Distinct roles of the N-terminal and C-terminal precursor domains in the biogenesis of the Bordetella pertussis filamentous hemagglutinin.

作者信息

Renauld-Mongénie G, Cornette J, Mielcarek N, Menozzi F D, Locht C

机构信息

Centre d'Immunologie et de Biologie Parasitaire, INSERM 167, Institut Pasteur, Lille, France.

出版信息

J Bacteriol. 1996 Feb;178(4):1053-60. doi: 10.1128/jb.178.4.1053-1060.1996.
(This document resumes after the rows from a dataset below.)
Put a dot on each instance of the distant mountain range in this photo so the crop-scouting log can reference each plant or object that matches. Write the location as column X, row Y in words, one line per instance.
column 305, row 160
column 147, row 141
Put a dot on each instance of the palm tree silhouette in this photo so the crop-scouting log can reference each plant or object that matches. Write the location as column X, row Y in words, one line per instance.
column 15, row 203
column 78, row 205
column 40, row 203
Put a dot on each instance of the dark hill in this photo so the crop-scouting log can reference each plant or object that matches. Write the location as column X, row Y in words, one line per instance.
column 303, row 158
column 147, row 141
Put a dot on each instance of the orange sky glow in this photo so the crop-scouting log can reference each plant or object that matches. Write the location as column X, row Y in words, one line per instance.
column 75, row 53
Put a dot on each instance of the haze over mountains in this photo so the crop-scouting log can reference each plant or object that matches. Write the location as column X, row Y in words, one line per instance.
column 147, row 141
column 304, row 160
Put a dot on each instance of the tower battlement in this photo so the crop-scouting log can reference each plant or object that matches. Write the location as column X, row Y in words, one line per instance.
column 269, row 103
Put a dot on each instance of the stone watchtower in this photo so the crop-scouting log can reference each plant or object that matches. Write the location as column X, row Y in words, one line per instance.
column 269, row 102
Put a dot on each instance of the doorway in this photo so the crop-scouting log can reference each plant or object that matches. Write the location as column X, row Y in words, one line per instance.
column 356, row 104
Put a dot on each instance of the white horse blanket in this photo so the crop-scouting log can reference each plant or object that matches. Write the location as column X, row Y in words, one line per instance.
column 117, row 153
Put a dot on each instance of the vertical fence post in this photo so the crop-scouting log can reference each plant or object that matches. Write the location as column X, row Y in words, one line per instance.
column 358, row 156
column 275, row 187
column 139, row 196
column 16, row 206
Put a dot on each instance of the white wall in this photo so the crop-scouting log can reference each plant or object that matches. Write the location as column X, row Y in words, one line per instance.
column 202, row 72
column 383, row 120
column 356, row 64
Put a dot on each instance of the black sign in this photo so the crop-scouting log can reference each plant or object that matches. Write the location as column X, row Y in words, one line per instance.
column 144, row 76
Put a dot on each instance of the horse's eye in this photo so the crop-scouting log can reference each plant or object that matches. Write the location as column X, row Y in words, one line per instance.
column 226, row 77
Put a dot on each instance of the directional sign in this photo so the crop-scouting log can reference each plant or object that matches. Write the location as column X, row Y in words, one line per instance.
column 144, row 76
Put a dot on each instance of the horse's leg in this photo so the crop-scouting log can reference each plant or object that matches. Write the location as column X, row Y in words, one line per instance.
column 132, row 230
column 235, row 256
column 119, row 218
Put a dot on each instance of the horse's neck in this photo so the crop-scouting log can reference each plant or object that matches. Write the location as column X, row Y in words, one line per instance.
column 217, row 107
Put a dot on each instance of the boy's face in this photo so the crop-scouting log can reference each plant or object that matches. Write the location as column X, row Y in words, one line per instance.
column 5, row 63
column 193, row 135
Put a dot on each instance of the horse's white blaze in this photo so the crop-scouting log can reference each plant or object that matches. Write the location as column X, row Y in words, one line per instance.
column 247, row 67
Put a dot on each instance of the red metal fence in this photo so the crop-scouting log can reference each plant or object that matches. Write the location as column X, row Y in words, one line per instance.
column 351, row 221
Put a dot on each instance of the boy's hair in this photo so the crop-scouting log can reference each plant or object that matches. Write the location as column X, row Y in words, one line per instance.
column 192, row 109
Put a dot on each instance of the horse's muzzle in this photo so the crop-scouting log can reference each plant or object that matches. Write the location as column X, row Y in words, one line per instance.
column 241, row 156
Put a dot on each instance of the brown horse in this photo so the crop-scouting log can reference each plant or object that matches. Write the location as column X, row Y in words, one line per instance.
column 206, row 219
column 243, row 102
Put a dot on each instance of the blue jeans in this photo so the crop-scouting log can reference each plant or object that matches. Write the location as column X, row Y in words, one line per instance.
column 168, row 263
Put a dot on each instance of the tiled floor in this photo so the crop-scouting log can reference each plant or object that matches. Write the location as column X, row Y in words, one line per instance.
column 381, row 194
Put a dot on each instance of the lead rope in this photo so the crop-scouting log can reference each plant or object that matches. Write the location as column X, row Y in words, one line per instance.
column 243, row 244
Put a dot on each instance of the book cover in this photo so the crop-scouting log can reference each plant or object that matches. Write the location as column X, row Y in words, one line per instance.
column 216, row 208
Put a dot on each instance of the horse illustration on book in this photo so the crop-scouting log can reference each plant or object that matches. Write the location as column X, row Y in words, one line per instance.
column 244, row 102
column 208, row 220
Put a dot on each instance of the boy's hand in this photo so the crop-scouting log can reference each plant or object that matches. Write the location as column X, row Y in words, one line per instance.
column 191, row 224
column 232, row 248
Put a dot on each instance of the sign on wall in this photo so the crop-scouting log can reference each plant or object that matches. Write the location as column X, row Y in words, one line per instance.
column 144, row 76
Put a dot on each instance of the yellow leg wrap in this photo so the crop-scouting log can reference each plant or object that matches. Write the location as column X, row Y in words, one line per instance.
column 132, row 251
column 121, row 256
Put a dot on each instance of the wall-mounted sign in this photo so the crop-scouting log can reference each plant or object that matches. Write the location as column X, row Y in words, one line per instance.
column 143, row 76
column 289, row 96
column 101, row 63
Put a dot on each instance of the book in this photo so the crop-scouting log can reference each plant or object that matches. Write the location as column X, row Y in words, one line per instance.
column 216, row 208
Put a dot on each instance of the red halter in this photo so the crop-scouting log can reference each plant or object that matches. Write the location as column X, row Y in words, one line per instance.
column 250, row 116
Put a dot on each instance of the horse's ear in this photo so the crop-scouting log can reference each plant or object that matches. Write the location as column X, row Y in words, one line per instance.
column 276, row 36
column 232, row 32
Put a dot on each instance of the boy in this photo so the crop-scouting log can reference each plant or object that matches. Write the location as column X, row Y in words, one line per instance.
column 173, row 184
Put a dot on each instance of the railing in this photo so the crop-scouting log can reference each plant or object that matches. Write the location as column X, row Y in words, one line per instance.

DOI:10.1128/jb.178.4.1053-1060.1996
PMID:8576038
原文链接:https://pmc.ncbi.nlm.nih.gov/articles/PMC177765/
Abstract

The 220-kDa Bordetella pertussis filamentous hemagglutinin (FHA) is the major exported protein found in culture supernatants. The structural gene of FHA has a coding potential for a 367-kDa protein, and the mature form constitutes the N-terminal 60% of the 367-kDa precursor. The C-terminal domain of the precursor was found to be important for the high-level secretion of full-length FHA but not of truncated analogs (80 kDa or less). The secretion of full-length and truncated FHA polypeptides requires the presence of the approximately 100-amino-acid N-terminal domain and the outer membrane protein FhaC, homologous to the N-terminal domains of the Serratia marcescens and Proteus mirabilis hemolysins and their accessory proteins, respectively. By analogy to these hemolysins, it is likely that the N-terminal domain of the FHA precursor interacts, directly or indirectly, with the accessory protein during FHA biogenesis. However, immunogenicity and antigenicity studies suggest that the N-terminal domain of FHA is masked by its C-terminal domain and therefore should not be available for its interactions with FhaC. These observations suggest a model in which the C-terminal domain of the FHA precursor may play a role as an intramolecular chaperone to prevent premature folding of the protein. Both heparin binding and hemagglutination are expressed by the N-terminal half of FHA, indicating that this domain contains important functional regions of the molecule.

摘要

220 kDa的百日咳博德特氏菌丝状血凝素(FHA)是培养上清液中发现的主要分泌蛋白。FHA的结构基因编码一种367 kDa的蛋白,成熟形式占367 kDa前体N端的60%。发现前体的C端结构域对于全长FHA的高水平分泌很重要,但对于截短类似物(80 kDa或更小)则不重要。全长和截短的FHA多肽的分泌需要存在大约100个氨基酸的N端结构域和外膜蛋白FhaC,它们分别与粘质沙雷氏菌和奇异变形杆菌溶血素及其辅助蛋白的N端结构域同源。类似于这些溶血素,在FHA生物合成过程中,FHA前体的N端结构域可能直接或间接与辅助蛋白相互作用。然而,免疫原性和抗原性研究表明,FHA的N端结构域被其C端结构域掩盖,因此不应可用于与FhaC的相互作用。这些观察结果提示了一种模型,其中FHA前体的C端结构域可能作为分子内伴侣发挥作用,以防止蛋白质过早折叠。肝素结合和血凝作用均由FHA的N端一半表现出来,表明该结构域包含分子的重要功能区。